Après 5 ans d’absence dans les Alpes, le Raid Centrale Paris est cette année revenu dans le massif qui l’a vu naître, pour une édition baptisée « Val de Durance », nom de la rivière que les concurrents ont longée, croisée, surplombée, et même dévalée en rafting.

 

Staff et concurrents réunis le temps d’une photo

Staff et concurrents réunis le temps d’une photo

Dimanche 22 avril, à Guillestre : les 200 concurrents arrivent sur le village départ du Raid, sous un ciel dégagé sublimant les sommets fraichement enneigés du massif du Queyras.
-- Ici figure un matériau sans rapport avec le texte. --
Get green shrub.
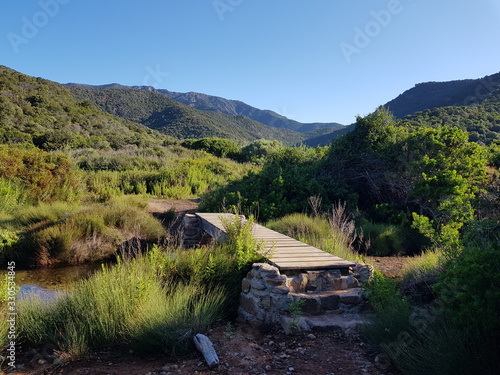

Beaucoup tournent le regard vers le fond de la vallée, car c’est là que se donnera le départ de cette ruée vers la Provence. Prenant son départ au pied du Queyras, l’itinéraire est cette année tracé le long d’une rivière aujourd’hui encore considérée comme capricieuse, la Durance. Les accompagnant tout au long du Raid, elle les emmènera faire le tour du lac de Serre-Ponçon vers d’autrespaysages respirant le soleil. Côté sport, cette édition s’annonce exigeante : « On part d’un décor de haute montagne, le Parc national des Ecrins et ses sommets à plus de 3 000 m pour arriver aux portes de la Provence, à Sisteron » raconte Denis Seimbille, vice-président côté opérationnel. Un parcours difficile qui emmènera les concurrents arpenter les flancs de montagnes mythiques : Céüze, Saint Genis, Chabre et d’Aujour. « Dans la tête, va falloir être plus fort que l’année dernière ! ». Les concurrents sont prévenus !

 

Plusieurs nouveautés…
« Cette année, nous avons mis en place plusieurs innovations techniques, comme le suivi GPS des concurrents, ce qui permettra aux proches des équipes de suivre minute par minute l’évolution de leur équipe favorite sur le site en direct » indique quant à lui, Vincent Delevallé, président de cette édition. À noter également, un challenge « meilleur grimpeur » fait également son apparition cette année, récompensant l’équipe la plus rapide dans les portions VTT les plus vertigineuses. « Cette édition fait la part belle au VTT, et chaque journée compte une montée d’au moins 500 m de dénivelé, le parcours est donc propice à la mise en place d’un tel challenge », reprendDenis Seimbille.
Mais avant d’en découdre, place à l’échange lors de l’espace rencontre ! Les concurrents cadres, qui ont cette semaine délaissé les tenues conventionnelles pour le cuissard et les chaussures de sport, reçoivent les concurrents étudiants sous des tentes dédiées à chacune des entreprises, pour un goûter convivial, permettant de briser la glace, s’il en restait une. RH, ingénieurs, commerciaux, venus représenter leur entreprise, ils seront au coude à coude avec les étudiants pendant toute la course. Premiers contacts, premiers renseignements, les deux mondes se découvrent, avant de partir pour cette aventure commune de cinq jours.
Le soir, la cérémonie lance officiellement cette XIVe édition. Vincent Delevallé, accueille les concurrents, accompagnés par les responsables environnement qui adressent leurs consignes de respect des régions traversées. Dernièresconsignes de sécurité, par Bruno, le chef des  médecins qui les avertit des principales erreurs à éviter pour passer un bon Raid. La cérémonie s’achève par la diffusion du film réalisé par NXTélévision (association de Centrale qui réalise chaque jour en un temps record un résumé en vidéos de la journée) et du diaporama de Centrale Num (une autre association centralienne présente toute la semaine qui photographie les moments forts de la journée), avant que chacun aille se coucher, car demain, les concurrents attaquent la journée la plus longue de cette édition.